In our conversation, one member mentioned the disappearance of “listening” off the 2022 list and although I didn’t mention it at the time, I thought it was odd too. Same day and later on in Twitter, Tom Peters mentions something similar too!
Interesting observation and one that was queried today when we @curiousath ran a webinar with the @AdoptAndEmbrace Academy community looking at this report. We wondered why listening (a crucial human communication factor) was dropped! https://t.co/zZtfqSnJsw
— Helen Blunden (@ActivateLearn) July 17, 2019
Here we are in 2019 where as humans, we fail to listen to each other but what IS listening are our devices. Siri, Alexa, Cortana, Google….
Like the character in Humans, the thought flashed across my mind, “how did we let this get out of hand?” when we are giving away our most human traits to machines and in the process, we are becoming the bots, the synths, ourselves?
I don’t have an answer for any of this but it’s something that just doesn’t sit right in my gut anymore and I’m going to have to buckle down even further and stick true to my values where I seek out more human – REAL LIFE – connections and conversations with people which means going back to the basics and that is, simply putting some boundaries in place about how you use your devices in front of others.

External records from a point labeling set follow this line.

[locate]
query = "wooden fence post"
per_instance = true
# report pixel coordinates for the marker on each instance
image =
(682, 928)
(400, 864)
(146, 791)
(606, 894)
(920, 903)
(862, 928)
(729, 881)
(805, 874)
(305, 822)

That means actually TALKING to people; seeking them out to connect in person rather than email or message on social media; leaving a personal message on voice mail.
I cannot imagine a world where a synth will replace the connection and bond where it should have been someone else – a human – along with their “messiness, unpredictability, and the boring bits to boot” but deep down, I cannot help but think that these traits are going to go by the wayside as people opt for more controlled, personalised and sanitised situations and environments around them totally closing themselves off to situations, people and experiences that are considered too demanding for their attention.